To raise awareness of heart disease, the UCSF Heart and Vascular Center is recognizing National Heart Month in February by hosting five noontime lectures to help educate the public about heart health. The seminars will feature cardiologists speaking from noon to 1 p.m. on the following days:
• Friday, Feb. 4 - Rita Redberg will discuss "Women and Heart Disease" in Cole Hall, Medical Sciences Building, 513 Parnassus Ave.
• Friday, Feb. 11 - Teresa de Marco will discuss "Heart Failure" in Health Sciences West, Room 300, entrance via 513 Parnassus Ave.
• Monday Feb. 14 - Elyse Foster will discuss "Congenital Heart Disease" in the School of Nursing building, Room N-225. Feb. 14 is Congenital Heart Disease Awareness Day.
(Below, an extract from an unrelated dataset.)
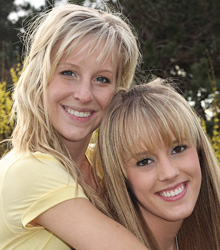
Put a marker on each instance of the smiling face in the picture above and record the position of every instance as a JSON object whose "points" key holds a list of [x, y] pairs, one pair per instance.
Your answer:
{"points": [[79, 93], [166, 182]]}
• Friday, Feb. 18 - Michael Crawford will discuss "Prevention of Cardiovascular Diseases" in Cole Hall, Medical Sciences Building, 513 Parnassus Ave.
• Friday, Feb. 25 - Darren Schneider will discuss "Advances in Minimally Invasive Treatment of Peripheral Vascular Disease" in Cole Hall, Medical Sciences Building, 513 Parnassus Ave.
UCSF Medical Center also will participate in National Wear Red Day on Friday, Feb. 4 to raise awareness that heart disease kills nearly 500,000 women each year. Those who wear red and donate $5 will receive an official "red dress pin" from the American Heart Association. Those who give $1 will receive a red flower.
For more information, contact Julia Huang, administrative analyst in the Heart and Vascular Center, by email
or 415/502-8786. Huang is recruiting employees to help distribute pins and flowers at Executive Park, Laurel Heights, Mission Center Building and Mount Zion. Alyce Lee, manager of the Referral Service in Marketing, and Paulette Sims, referral specialist, will coordinate the distribution of pins and flowers at 2300 Harrison St.